Due to the rapid development of image processor in recent years, the speed of matrix calculation has been greatly improved, which greatly reduces the calculation time of deep neural networks. It creates conditions for related scientific research, and makes deep learning technology make great progress in recent years. Deep learning uses deep neural networks to automatically extract image features and adaptively train data sets. It doesn’t need technicians to design specific feature extraction methods, but only needs to adjust the network structure to get better results. Chen et al. applied the improved convolution neural network LeftNet to the identification of tea pests and diseases, and the identification accuracy reached 90.16%. It is significantly superior to 60.62% of SVM and 70.77% of MLP, which proves the powerful effect of deep convolution neural network in the field of plant disease identification (Chen, Liu, and Gao 2019). In order to enhance the imbalanced data of nine tomato diseases, Nazki et al. proposed a new deep generative adversarial network AR-GAN based on GAN (Goodfellow et al. 2014). It made the accuracy of tomato disease identification increased from 80.9% to 86.1% (Nazki et al. 2020). Chen et al. pre-trained the VGGNet (Simonyan and Zisserman 2014) model on the large scale image tagging dataset ImageNet. The proposed model has significant performance improvements. Under complex background conditions, the average accuracy of rice disease identification reached 92%, which proved the important role of transfer learning in plant disease identification (Junde et al. 2020). Lu et al. designed a deep convolution neural network model to identify 10 common diseases on 500 images of diseased leaves and healthy stems of rice taken in experimental fields. Under the strategy of 10 times cross validation, the accuracy rate is much higher than that of traditional machine learning methods (Yang et al. 2017). Li et al. classified ginkgo leaf diseases into three levels: healthy, middle and severe. They were trained in laboratory and field conditions by using VGG16 and Inception V3 models, and finally the recognition accuracy reached 93.2% in field conditions (Li et al. 2020).

With the increasing amount and complexity of plant disease image data, the plant disease identification methods based on image processing technology and traditional machine learning can no longer meet the task requirements. The plant disease identification method based on deep learning has the advantages of automation, rapidness, accuracy and strong adaptability. It has become the mainstream research object of modern plant disease identification. However, deep learning methods are mostly used to solve the classification problems of different diseases, and there are few studies on the identification of different disease with different degrees.

Contrastive learning originated in 1990s, but it has gained great success in the field of computer vision in recent two years. Therefore, it has been widely concerned and become a research hotspot in the field of artificial intelligence. Kaiming He et al. proposed an efficient contrastive learning model, Momentum Contrast, MoCo), by constructing a dynamic dictionary with queue and moving average encoder from the perspective of dictionary search.

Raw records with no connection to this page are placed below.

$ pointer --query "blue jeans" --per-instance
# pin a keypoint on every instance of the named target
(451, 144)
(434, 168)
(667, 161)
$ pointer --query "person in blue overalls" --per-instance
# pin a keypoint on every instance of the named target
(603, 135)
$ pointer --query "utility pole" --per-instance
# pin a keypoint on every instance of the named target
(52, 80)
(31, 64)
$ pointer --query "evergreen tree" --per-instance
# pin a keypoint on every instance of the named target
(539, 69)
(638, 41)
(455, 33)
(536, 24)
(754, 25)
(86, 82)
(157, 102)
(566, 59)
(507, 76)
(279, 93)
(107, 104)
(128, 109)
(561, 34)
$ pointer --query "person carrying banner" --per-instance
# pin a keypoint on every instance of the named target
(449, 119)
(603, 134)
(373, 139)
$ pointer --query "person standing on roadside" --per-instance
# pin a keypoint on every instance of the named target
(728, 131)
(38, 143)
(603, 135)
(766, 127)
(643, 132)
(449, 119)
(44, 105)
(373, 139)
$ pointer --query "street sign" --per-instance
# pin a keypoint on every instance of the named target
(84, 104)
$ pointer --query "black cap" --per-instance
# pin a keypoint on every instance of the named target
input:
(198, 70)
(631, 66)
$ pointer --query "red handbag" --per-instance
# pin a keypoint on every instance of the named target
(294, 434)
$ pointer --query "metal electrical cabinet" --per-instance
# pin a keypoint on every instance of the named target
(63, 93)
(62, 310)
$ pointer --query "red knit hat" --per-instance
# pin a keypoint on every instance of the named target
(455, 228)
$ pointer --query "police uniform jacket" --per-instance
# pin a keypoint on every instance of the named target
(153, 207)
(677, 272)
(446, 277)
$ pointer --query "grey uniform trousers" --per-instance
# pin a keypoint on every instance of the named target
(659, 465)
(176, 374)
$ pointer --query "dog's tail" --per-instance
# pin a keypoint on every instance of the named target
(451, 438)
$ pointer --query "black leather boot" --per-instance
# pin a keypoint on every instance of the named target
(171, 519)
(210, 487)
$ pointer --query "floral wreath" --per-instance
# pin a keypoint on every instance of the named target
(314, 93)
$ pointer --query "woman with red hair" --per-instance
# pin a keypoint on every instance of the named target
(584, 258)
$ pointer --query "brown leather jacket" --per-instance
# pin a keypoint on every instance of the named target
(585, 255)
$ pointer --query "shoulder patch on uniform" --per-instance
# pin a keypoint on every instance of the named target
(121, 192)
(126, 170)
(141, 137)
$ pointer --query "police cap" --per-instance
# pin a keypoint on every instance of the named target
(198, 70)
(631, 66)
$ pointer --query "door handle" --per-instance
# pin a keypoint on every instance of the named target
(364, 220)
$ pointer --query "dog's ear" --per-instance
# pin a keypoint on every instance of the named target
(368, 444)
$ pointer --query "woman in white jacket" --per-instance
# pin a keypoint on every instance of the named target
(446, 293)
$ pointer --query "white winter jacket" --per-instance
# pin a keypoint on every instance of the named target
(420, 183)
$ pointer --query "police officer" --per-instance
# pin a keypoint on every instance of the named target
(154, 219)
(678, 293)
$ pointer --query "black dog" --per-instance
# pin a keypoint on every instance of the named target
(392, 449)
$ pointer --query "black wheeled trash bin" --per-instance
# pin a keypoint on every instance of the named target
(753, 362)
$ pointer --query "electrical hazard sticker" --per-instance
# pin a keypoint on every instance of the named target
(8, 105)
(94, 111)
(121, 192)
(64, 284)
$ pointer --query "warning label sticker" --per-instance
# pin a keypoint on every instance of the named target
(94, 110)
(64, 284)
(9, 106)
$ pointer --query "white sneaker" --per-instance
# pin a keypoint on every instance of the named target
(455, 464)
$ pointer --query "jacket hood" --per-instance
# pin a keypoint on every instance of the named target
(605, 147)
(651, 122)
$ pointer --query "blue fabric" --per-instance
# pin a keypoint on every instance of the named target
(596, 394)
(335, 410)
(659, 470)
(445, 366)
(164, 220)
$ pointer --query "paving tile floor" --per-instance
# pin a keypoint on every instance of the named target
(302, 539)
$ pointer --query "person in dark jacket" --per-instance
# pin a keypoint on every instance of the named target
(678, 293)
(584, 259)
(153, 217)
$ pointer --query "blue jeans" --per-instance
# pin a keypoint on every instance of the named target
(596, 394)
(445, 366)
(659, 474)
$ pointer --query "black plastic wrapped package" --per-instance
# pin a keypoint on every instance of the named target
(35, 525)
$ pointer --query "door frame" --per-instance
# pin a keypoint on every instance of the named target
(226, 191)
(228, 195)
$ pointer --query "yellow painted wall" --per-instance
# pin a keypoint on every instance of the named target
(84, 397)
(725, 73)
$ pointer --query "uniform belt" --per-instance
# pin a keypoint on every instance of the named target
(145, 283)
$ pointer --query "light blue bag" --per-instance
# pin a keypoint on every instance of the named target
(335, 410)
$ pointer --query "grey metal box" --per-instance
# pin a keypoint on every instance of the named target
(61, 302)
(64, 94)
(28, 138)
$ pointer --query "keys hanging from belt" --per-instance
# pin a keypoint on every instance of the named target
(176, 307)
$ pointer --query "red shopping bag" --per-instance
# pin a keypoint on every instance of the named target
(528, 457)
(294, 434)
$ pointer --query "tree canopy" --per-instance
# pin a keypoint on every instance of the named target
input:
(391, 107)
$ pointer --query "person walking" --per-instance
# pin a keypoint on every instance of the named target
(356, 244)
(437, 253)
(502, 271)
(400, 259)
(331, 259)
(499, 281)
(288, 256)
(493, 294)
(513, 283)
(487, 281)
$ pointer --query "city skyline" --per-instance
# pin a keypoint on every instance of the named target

In seven downstream tasks, the representation learned by MoCo is even better than other supervised pre-training models (Kaiming et al. 2020). Ting Chen et al. proposed a simple and efficient contrastive learning framework for image feature extraction. First, the positive samples are expanded by data enhancement, and other data of the same training batch are used as the negative samples. By calculating the similarity between positive samples and negative samples, a reasonable loss function is constructed. The goal is to increase the similarity between positive samples and decrease the similarity between negative samples. The model improves the accuracy of top-1 by 7% on ImageNet data set. This simple and efficient contrastive learning framework has become the basis of many subsequent contrastive learning models (Chen et al. 2020). Prannay Khosla et al. put forward a supervised contrastive learning framework, which uses labeled data sets for pre-training. It takes the same kind of data as positive samples, and takes different kinds of data as negative samples to further distinguish the same training batch. Positive and negative samples can be effectively labeled, while improving the accuracy of identification (Khosla et al. 2020). Although contrastive learning appears in the field of computer vision, it has also achieved good results in the field of natural language processing. The ConSERT model was put forward by Yan et al. referring to SimCLR model, but Bert (Devlin et al. 2018) was used instead of ResNet and the projection head was removed. Compared with the previous model, using ConSERT model on STS data set is improved by 8% (Yan et al. 2021). It proves that the idea of contrastive learning is universally applicable and can achieve better results in various tasks in various fields.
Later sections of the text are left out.